A sensitive Salmonella biosensor using platinum nanoparticle loaded manganese dioxide nanoflowers and thin-film pressure detector

https://doi.org/10.1016/j.snb.2020.128616Get rights and content

Highlights

  • Pt@MnO2 nanoflowers were synthesized for dual mimic enzymatic catalysis of H2O2.

  • Piezoresistor was combined with smartphone to real-time monitor pressure change.

  • This pressure biosensor was able to detect Salmonella as low as 13 CFU/mL in 1.5 h.

  • The mean recovery of Salmonella in the spiked chicken samples was 96.8%96.8 %.

Abstract

Salmonella is the leading factor for microbial food poisoning. In this study, a facile pressure biosensor was developed for rapid and sensitive detection of Salmonella using magnetic nanobeads (MNBs) to separate target bacteria, platinum nanoparticle loaded manganese dioxide nanoflowers (Pt@MnO2 NFs) to amplify detection signal, and a thin-film piezoresistor based pressure detector to monitor pressure change. First, the capture antibodies (CAbs) modified MNBs were used to specifically separate Salmonella from sample to form MNB-CAb-Salmonella complexes (magnetic bacteria). Then, the detection antibodies (DAbs) modified Pt@MnO2 NFs were used for labelling magnetic bacteria to form MNB-CAb-Salmonella-DAb-Pt@MnO2 NF complexes (nanoflower bacteria). After nanoflower bacteria were resuspended with H2O2 in a sealed centrifuge tube, H2O2 was catalyzed by Pt@MnO2 NFs to produce O2, resulting in the increase on pressure. Finally, the pressure increase was real-timely monitored by piezoresistor based pressure detector and transferred to smartphone App via Bluetooth for analysis and determination of Salmonella. This biosensor could quantitatively detect Salmonella from 1.5 × 101 to 1.5 × 105 CFU/mL in 1.5 h with low detection limit of 13 CFU/mL. The Pt@MnO2 NFs with high loading capacity of platinum nanoparticles were demonstrated as dual mimic enzymatic catalyst of H2O2 to greatly enhance the sensitivity.

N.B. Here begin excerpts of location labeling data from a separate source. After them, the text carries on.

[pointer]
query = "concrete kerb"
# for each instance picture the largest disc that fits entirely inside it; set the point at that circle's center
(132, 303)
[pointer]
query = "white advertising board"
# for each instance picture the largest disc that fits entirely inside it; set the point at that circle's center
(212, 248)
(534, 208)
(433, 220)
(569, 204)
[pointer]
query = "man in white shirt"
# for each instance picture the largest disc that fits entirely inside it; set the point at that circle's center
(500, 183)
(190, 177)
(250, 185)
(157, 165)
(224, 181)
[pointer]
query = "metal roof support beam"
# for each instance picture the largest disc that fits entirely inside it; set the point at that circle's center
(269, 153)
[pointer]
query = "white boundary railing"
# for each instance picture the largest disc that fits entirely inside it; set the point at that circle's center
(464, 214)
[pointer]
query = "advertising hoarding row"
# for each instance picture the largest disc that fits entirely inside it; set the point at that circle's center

More importantly, it is the first time to combine a thin-film piezoresistor with a smartphone App for realtime monitoring of the pressure change resulting from the mimic enzymatic catalysis of H2O2 into O2 by the Pt@MnO2 NFs on the target bacteria to determine pathogenic bacteria in food samples.

Introduction

Salmonella is the primary risk factor for microbial food poisoning, which can be generally transmitted to humans through consuming contaminated animal-origin foods, such as meats, eggs and milk, etc., and has caused millions of people fall into illnesses, sometimes with severe and fatal outcomes [1]. Many countries have zero tolerance for Salmonella in foods, especially ready-to-eat foods, and thus ultrasensitive Salmonella detection methods are needed. However, food samples are always very complex and the concentration of Salmonella in these samples for in-field screening is usually very low. Therefore, it is of great importance to develop rapid, sensitive and cost-effective methods for in-field Salmonella screening.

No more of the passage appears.